Here is Dalí in 1937 with Chanel, Verdura’s employer, before he and Verdura relocated to Manhattan to escape the war, and Dalí’s moustache (and public persona) grew to epic proportions.
After Verdura relocated to the U.S., he teamed up with Paul Flato, original “jeweler to the stars.”
But it was Verdura’s war-time collaborations with Dalí that stood out to me at the Verdura exhibition that closes on Tuesday, after celebrating the 75th anniversary of the Fifth Avenue store he opened in 1939 with the help of Cole Porter. Four Surrealist jewels from this collaboration were on public display for the first time since their debut at the Julien Levy Gallery in Manhattan in 1941.
“Anthropomorphic subjects appear and reappear in my jewels,” Dalí once wrote. “I see the human form in trees, leaves, animals; the animal and vegetable in the human.”
That last brooch is called “Apollo and Daphne,” mythological figures that clearly fascinated Dalí, probably because their story is one of transformation and metamorphosis – themes found throughout his work.
“Fleeing Apollo, Daphne entreats the aid of the gods and is transformed into a laurel tree…the inevitable metamorphosis,” Dalí wrote in 1959 about another brooch, plain gold (now at the Dali Museum in Figueres, Spain) he designed with the title “Daphne and Apollo.” The piece he collaborated on with Verdura (above) is better executed and more colorful, with Dalí’s painting of Apollo glowing behind vivid pink tourmaline.
Dali and Verdura ran in the same circles in Paris and must have felt a strong kinship beginning new lives on American shores. Both were in a period of transformation and metamorphosis themselves when they created these jewels.

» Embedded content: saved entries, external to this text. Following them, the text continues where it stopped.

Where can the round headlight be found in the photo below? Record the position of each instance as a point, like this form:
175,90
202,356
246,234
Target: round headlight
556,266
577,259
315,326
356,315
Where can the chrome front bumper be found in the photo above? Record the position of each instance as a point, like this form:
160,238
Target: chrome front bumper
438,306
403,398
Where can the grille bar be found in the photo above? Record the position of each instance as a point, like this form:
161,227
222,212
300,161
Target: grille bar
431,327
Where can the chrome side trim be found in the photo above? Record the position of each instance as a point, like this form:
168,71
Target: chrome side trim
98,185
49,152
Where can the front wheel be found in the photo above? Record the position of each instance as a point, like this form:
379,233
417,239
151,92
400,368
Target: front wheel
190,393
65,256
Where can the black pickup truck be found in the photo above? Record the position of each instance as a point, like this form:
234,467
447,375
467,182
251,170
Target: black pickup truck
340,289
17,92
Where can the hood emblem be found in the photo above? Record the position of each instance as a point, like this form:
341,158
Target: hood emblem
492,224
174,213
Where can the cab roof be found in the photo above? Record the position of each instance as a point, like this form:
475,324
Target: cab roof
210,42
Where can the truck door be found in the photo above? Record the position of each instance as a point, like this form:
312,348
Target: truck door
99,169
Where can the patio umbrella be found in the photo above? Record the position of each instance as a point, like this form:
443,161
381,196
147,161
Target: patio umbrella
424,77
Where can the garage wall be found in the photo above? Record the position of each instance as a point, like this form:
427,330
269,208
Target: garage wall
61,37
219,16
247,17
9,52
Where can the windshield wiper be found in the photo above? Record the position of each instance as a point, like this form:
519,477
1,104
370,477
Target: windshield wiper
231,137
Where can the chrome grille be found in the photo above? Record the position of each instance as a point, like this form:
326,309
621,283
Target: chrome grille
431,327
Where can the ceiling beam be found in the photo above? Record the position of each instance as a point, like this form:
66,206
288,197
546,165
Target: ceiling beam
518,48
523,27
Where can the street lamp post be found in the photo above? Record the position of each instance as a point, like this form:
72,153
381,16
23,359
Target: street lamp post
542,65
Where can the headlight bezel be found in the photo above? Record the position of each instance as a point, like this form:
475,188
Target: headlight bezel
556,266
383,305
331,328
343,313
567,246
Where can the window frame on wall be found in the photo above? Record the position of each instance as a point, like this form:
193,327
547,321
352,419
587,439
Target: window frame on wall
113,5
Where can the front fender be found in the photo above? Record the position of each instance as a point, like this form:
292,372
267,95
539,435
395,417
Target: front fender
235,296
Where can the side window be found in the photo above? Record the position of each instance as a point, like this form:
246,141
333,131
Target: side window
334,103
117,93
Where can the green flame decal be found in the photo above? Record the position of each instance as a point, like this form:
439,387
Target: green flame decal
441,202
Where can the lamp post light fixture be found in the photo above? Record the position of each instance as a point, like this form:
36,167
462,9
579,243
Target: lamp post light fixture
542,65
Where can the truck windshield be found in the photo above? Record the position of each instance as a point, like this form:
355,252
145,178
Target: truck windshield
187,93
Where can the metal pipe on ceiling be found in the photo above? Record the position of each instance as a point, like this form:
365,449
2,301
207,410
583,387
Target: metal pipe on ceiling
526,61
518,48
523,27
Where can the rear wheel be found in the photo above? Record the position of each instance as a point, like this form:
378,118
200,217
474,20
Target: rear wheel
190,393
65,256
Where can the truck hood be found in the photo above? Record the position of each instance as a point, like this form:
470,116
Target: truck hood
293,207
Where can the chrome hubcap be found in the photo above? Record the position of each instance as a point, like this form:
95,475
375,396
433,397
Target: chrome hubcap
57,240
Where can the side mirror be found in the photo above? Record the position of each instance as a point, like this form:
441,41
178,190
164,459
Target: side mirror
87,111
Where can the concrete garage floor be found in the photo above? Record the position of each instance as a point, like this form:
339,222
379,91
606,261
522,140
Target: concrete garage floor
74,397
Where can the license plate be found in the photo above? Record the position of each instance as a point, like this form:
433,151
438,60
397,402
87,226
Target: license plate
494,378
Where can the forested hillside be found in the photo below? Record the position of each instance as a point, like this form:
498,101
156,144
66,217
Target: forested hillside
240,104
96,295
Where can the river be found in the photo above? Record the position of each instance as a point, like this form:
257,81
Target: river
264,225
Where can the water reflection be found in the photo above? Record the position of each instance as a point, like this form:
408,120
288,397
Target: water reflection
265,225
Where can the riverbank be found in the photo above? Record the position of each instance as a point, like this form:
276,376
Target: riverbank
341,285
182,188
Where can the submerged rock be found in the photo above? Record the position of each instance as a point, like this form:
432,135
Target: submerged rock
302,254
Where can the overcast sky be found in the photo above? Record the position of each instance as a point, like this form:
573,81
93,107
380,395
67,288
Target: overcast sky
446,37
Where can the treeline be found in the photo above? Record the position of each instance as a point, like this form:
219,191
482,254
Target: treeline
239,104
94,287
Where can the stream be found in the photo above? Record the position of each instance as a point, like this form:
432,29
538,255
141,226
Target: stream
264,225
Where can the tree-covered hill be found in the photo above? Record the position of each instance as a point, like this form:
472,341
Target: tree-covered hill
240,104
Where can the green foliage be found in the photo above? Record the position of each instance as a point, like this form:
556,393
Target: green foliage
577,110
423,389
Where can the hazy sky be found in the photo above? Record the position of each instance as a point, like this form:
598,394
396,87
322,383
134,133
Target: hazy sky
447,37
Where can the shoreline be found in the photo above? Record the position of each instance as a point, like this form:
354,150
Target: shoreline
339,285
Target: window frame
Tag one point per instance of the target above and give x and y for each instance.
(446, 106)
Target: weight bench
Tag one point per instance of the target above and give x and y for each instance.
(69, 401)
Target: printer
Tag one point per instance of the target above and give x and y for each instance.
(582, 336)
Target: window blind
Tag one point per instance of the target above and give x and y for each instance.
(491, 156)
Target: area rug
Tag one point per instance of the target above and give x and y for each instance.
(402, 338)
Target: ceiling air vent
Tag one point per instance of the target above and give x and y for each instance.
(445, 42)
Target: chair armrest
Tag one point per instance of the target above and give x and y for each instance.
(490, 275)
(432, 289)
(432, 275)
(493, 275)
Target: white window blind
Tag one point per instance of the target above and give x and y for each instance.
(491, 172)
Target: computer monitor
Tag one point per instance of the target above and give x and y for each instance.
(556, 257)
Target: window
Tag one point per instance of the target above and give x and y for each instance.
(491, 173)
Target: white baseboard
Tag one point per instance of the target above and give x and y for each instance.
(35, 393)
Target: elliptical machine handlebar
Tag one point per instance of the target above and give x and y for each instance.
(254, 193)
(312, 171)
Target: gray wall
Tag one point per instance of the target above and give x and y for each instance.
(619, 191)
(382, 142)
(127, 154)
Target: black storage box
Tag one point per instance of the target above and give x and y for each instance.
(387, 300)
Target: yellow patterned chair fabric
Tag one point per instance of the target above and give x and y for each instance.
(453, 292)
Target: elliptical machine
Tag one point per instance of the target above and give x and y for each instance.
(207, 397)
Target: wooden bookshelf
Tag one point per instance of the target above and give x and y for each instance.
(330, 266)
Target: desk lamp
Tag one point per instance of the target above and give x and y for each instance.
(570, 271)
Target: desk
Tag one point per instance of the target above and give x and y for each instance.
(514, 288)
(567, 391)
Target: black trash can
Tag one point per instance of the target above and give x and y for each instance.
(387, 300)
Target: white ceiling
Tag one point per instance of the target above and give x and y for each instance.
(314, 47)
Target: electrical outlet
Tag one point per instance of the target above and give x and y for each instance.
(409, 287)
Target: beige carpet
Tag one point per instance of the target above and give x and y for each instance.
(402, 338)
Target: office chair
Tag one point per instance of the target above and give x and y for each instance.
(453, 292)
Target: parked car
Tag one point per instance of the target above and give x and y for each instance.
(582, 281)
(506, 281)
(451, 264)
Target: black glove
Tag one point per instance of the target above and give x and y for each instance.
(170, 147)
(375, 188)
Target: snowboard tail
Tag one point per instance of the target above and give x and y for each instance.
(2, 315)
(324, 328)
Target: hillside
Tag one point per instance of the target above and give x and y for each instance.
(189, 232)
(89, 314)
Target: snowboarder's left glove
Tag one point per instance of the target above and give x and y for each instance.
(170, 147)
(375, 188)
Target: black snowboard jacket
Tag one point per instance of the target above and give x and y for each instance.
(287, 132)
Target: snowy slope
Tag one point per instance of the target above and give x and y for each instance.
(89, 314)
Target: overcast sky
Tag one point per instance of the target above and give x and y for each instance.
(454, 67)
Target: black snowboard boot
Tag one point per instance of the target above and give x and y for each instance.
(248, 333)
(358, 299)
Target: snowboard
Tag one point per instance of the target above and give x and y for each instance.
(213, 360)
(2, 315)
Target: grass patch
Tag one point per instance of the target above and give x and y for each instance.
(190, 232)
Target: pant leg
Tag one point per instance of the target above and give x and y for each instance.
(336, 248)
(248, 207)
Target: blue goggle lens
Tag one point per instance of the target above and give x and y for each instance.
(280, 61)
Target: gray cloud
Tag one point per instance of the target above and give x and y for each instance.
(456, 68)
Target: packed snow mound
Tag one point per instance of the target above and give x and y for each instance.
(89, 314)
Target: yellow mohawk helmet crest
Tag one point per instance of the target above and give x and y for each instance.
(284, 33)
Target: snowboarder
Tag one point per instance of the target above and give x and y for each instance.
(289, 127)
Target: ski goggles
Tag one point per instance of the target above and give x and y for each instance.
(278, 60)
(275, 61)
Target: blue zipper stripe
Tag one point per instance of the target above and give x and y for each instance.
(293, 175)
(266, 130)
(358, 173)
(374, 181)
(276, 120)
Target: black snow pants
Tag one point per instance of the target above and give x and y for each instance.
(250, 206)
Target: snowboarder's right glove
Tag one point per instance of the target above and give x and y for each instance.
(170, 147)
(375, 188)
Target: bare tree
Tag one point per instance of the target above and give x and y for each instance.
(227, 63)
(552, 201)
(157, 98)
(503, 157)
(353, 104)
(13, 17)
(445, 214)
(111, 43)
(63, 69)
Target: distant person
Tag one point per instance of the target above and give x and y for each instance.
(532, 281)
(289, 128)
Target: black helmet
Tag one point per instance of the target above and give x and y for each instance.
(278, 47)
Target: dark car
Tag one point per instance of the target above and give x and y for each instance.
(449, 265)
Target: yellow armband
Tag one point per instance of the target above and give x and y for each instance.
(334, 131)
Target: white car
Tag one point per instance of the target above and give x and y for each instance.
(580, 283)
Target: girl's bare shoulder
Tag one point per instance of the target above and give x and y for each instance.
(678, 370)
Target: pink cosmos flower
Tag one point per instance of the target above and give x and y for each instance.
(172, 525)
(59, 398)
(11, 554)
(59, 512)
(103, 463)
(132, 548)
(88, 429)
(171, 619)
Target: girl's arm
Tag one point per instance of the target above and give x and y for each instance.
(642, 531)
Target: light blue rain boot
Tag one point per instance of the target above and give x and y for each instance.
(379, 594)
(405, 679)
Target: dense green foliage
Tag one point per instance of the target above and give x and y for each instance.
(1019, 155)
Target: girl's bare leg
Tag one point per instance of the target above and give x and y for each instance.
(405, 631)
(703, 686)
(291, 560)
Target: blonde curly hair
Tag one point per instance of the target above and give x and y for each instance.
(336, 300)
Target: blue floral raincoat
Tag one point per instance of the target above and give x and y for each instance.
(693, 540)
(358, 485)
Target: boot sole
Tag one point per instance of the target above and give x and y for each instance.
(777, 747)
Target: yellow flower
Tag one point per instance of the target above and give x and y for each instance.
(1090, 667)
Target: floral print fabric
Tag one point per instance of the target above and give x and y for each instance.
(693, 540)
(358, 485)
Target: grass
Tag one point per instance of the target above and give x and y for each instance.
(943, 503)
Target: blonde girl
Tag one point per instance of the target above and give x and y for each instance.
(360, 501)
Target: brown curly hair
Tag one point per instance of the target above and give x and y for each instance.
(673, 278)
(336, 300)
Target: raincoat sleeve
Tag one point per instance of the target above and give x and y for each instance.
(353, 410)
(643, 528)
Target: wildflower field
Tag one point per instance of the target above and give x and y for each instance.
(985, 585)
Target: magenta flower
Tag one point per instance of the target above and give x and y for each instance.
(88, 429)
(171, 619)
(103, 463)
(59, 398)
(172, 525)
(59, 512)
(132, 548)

Although Dalí liked to attribute his “love of everything that is gilded and excessive, my passion for luxury and my love of oriental clothes” to an “Arab lineage,” he was raised solidly middle class, son of a lawyer and notary in Figueres, Spain.
Duke Fulco di Verdura, on the other hand, was born into the tapped-out Italian aristocracy, last in his family to hold the title. Like Dali, Verdura had a vivid imagination and loved to combine colorful gems with yellow gold.
“In jewels, as in all my art, I create what I love,” Dalí wrote about his jewelry designs. “My art – in paint, diamonds, rubies, pearls, emeralds, gold, chrysoprase – shows the metamorphosis that takes place. Human beings create and change. When they sleep, they change totally – into flowers, plants, trees. In Heaven comes the new metamorphosis. The body becomes whole again and attains perfection.”
In Verdura, Dali found the perfect partner to explore this theme in the style to which he aspired: mythological royal jewels, luxury and splendor from a hallucinogenic dream state.